S3 Parquet Import
Prerequisites
To load a Parquet file from S3, the httpfs extension is required. This can be installed using the INSTALL SQL command. This only needs to be run once.
INSTALL httpfs;
To load the httpfs extension for usage, use the LOAD SQL command:
LOAD httpfs;
Credentials and Configuration
After loading the httpfs extension, set up the credentials and S3 region to read data:
CREATE SECRET (
TYPE S3,
KEY_ID 'AKIAIOSFODNN7EXAMPLE',
SECRET 'wJalrXUtnFEMI/K7MDENG/bPxRfiCYEXAMPLEKEY',
REGION 'us-east-1'
); Tip If you get an IO Error (
Connection error for HTTP HEAD), configure the endpoint explicitly viaENDPOINT 's3.⟨your-region⟩.amazonaws.com'.

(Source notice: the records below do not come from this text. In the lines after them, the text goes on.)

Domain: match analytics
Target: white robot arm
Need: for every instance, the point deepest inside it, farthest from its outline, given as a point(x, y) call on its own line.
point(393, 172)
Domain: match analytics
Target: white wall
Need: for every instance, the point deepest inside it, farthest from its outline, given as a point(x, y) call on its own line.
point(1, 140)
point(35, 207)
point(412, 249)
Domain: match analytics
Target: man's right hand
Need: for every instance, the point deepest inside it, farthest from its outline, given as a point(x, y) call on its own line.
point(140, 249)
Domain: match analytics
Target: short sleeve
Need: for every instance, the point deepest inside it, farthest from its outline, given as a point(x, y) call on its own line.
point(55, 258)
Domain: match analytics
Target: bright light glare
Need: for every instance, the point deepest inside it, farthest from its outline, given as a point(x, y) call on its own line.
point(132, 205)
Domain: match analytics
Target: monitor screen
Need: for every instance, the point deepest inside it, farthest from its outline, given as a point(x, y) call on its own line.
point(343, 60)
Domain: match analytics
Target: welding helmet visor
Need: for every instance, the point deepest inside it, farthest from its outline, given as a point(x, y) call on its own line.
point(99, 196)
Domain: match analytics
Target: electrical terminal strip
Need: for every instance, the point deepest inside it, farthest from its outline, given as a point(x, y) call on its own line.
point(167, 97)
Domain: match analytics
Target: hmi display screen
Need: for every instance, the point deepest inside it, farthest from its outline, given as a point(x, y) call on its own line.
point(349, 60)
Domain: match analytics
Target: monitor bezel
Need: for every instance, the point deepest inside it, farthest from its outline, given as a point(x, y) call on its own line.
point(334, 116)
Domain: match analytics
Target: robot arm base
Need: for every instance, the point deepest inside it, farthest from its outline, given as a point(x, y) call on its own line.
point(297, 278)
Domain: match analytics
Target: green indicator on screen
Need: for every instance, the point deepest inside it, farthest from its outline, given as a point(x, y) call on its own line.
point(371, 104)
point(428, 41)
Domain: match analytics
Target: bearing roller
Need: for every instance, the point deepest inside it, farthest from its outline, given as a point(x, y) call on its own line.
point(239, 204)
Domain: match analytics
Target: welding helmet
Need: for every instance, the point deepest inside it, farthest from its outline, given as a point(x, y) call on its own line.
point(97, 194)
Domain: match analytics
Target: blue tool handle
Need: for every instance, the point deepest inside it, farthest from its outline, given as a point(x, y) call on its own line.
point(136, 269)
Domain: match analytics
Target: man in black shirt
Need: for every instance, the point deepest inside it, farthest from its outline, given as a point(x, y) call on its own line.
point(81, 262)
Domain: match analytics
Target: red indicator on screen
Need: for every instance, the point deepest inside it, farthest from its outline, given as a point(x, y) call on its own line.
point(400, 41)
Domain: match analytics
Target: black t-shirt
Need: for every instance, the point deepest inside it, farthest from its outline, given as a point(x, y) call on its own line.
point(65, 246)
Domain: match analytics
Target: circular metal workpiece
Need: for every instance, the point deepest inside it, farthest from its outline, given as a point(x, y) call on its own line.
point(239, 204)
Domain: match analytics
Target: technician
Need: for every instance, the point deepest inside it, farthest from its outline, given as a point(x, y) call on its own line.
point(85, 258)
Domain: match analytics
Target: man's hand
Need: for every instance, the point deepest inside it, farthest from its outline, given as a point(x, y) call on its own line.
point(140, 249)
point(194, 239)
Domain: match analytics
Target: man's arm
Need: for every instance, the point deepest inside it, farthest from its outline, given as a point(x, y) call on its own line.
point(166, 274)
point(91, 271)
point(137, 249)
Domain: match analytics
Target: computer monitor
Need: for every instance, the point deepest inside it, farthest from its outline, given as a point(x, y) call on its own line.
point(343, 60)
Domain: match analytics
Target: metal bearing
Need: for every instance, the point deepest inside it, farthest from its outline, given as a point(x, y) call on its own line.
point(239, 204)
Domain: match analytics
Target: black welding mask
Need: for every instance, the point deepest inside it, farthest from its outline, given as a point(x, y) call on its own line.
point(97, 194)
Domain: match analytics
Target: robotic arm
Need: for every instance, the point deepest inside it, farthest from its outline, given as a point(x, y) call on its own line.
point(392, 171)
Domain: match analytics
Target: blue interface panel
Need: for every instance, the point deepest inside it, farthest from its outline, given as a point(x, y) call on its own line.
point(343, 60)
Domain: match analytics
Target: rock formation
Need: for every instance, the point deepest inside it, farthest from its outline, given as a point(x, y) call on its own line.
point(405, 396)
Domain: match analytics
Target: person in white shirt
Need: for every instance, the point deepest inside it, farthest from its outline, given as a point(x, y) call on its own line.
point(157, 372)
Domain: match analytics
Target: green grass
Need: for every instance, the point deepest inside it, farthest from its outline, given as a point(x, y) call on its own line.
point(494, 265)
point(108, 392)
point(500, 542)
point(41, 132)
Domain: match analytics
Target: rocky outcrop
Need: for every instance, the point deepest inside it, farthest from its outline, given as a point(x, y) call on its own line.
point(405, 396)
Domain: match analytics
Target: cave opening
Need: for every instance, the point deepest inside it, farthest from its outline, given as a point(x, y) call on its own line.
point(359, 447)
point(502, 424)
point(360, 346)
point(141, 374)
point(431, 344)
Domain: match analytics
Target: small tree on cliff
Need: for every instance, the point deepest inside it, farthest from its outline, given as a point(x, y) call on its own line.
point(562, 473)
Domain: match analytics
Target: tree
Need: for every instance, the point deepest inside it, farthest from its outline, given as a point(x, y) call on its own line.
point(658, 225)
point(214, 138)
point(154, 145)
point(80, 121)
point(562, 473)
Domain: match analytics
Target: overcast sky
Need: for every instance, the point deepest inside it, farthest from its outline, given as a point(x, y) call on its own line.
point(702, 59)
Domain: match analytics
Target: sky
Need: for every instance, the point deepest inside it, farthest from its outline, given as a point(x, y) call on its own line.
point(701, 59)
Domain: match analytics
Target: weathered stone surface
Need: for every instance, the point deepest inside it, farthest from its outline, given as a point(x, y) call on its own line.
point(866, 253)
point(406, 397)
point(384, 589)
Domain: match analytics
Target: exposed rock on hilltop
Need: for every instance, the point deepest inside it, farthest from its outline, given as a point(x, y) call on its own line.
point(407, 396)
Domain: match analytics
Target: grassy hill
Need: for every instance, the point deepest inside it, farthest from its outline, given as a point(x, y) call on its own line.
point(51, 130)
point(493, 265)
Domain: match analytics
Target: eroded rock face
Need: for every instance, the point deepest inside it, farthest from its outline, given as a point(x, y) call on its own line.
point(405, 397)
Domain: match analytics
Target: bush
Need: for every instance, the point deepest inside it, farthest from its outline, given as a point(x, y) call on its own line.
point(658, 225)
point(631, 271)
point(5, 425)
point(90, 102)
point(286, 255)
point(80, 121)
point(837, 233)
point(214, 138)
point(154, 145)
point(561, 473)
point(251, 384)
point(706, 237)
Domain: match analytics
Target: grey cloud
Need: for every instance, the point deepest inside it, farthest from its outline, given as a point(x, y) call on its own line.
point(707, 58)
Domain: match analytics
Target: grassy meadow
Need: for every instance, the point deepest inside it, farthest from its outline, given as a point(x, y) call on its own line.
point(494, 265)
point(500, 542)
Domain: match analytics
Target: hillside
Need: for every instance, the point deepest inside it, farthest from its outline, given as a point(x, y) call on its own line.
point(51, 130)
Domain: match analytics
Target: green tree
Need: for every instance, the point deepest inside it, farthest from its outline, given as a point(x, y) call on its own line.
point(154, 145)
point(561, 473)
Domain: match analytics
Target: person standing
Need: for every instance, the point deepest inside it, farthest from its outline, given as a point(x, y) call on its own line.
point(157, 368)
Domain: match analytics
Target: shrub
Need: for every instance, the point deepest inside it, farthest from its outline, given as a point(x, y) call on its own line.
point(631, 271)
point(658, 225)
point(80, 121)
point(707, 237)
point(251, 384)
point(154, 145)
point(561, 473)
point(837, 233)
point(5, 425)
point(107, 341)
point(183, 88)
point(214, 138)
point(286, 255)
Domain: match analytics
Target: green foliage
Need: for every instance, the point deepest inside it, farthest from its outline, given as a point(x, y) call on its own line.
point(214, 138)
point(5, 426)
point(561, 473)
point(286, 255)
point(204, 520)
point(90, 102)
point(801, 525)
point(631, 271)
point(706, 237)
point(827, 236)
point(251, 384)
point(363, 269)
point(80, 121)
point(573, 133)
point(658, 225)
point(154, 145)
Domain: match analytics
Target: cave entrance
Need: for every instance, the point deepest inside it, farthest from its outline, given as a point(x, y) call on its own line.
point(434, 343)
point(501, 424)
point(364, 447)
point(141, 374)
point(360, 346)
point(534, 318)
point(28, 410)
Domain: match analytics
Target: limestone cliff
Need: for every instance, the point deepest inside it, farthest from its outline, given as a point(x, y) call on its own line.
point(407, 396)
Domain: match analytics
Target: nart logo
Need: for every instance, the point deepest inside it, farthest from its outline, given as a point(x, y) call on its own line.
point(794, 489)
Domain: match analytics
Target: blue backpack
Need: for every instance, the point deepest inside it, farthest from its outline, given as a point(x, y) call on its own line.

Alternatively, use the aws extension to retrieve the credentials automatically:
CREATE SECRET (
TYPE S3,
PROVIDER CREDENTIAL_CHAIN
); Querying
After the httpfs extension is set up and the S3 configuration is set correctly, Parquet files can be read from S3 using the following command:
SELECT * FROM read_parquet('s3://⟨bucket⟩/⟨file⟩'); Google Cloud Storage (GCS) and Cloudflare R2
DuckDB can also handle Google Cloud Storage (GCS) and Cloudflare R2 via the S3 API. See the relevant guides for details.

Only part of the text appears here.